When I was in my late twenties, my father went through what I would have to call “the middle-age crazies”. There was a young girl who was living with an older man in the neighborhood. My dad hired her to do some work for him in his remodeling business. She claimed her significant other was abusing her so my dad talked my mother into letting her stay with them. My dad started to stay up talking with this girl late into the night. The thing about my dad was, like me, he was very friendly and never met a stranger. We all thought he was so innocent that he didn’t realize how things looked to the rest of the world. I cannot tell you now how innocent he was or wasn’t, not after this incident. But let me give you an example: My mom came home from an out-of-town convention. She rode with some members and co-workers so when they brought her home, they came in to say hello to my dad. There was this early twenties girl having a drink and my dad was in the shower. As the story goes, my dad picked up this girl hitch-hiking and agreed to take her to the next town that was about 20 minutes away. He told her that his wife was on her way home so he needed to wait until she got there and they would both take her. He brought her to the house and fixed her a drink and went to take a shower. My mother believed this story because Dad always appeared to be so naïve and goodhearted.

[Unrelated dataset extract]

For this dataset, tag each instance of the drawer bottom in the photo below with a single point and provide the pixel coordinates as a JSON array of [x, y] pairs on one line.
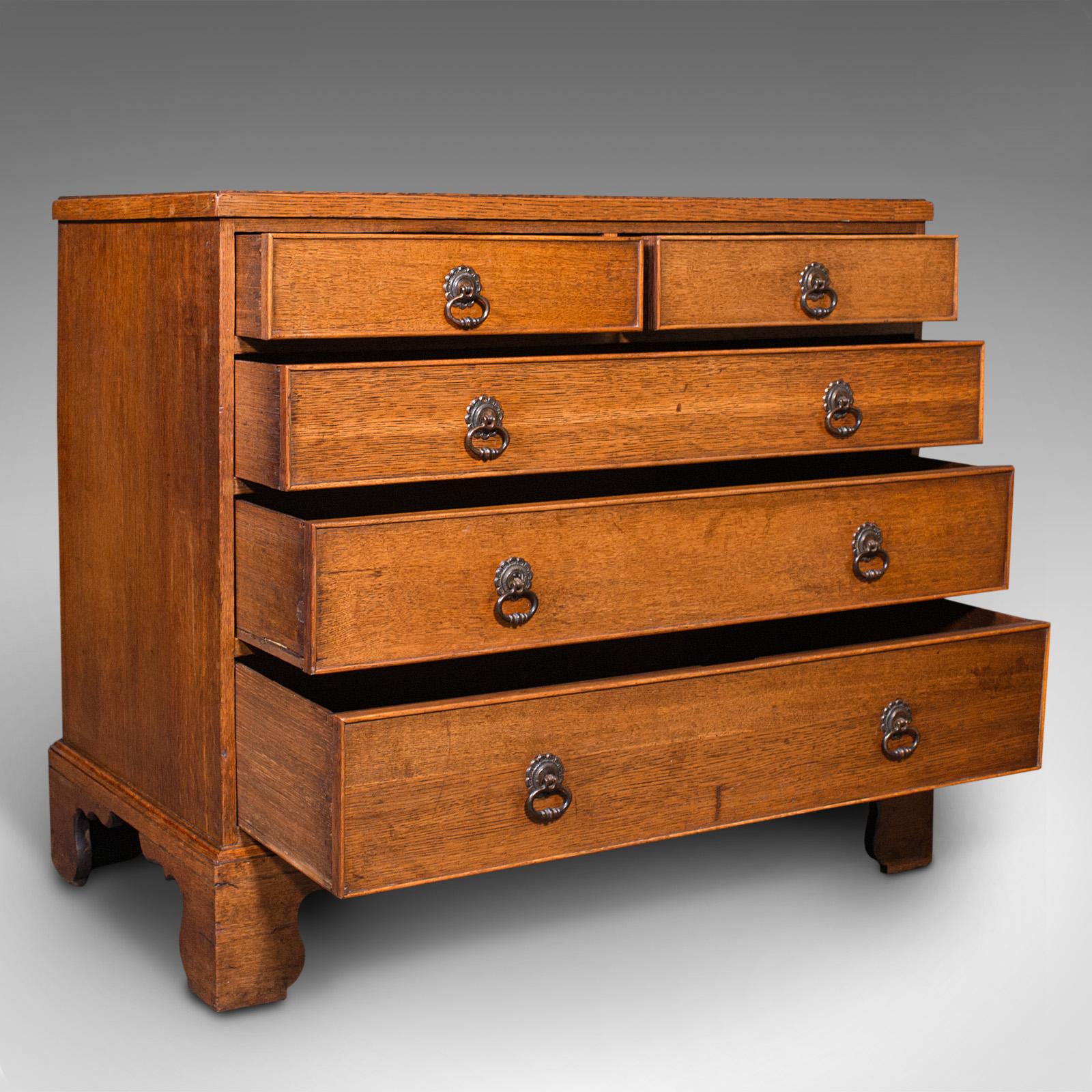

My dad continued to commiserate with this young woman night after night regardless of my mother’s anger, she told him that the girl had to go. She went and my dad went with her saying that they were in love and eventually even saying they were going to have more children. OMG! My brother and I tried to talk sense into him but he was insulted that we didn’t think a young girl could be in love with him. He was offended that we were siding with my mother and wanted nothing to do with this girl, after what my mother had done to him. I was very emotional over their impending divorce. My mother was actually distraught and her drinking escalated. I received many drunken crying calls until I started ending the call as soon as I discovered she was drunk. You can’t reason with a drunk. During this time, my mother showed more emotion than I had ever known her to have.

Mom found out that the girl had a hysterectomy and couldn’t even have children. Mom tried to talk to my dad about it but he wouldn’t believe her. She talked to the girl and she told my mom that “they” didn’t want my parents’ home that “they” only wanted his business. My mom told her that she had better not hurt my dad. That was when I discovered that my mother was all about unconditional love. She insisted that my aunt, my mom and I go visit my dad at his apartment one night. The girl had split by then after finding out that my dad didn’t have any money. Somehow my dad ended up coming back to my parent’s  house for the night. Now I know that this part is crazy but as I told you, I was emotionally stunted. I actually cried because my mother wouldn’t let my dad sleep in their bed. I felt really sorry for him. My mom had to talk me down, it was ridiculous but I can still remember how it felt.

My dad and mom reconciled and were very close. They finally realized that neither of them wanted anyone else to be parent to their children or grandparent to their grandchildren. Dad had a major heart attack and mom spent every moment she could with him, even staying with him at the hospital and driving to work an hour and a half away. She took care of him and they were happy until he died.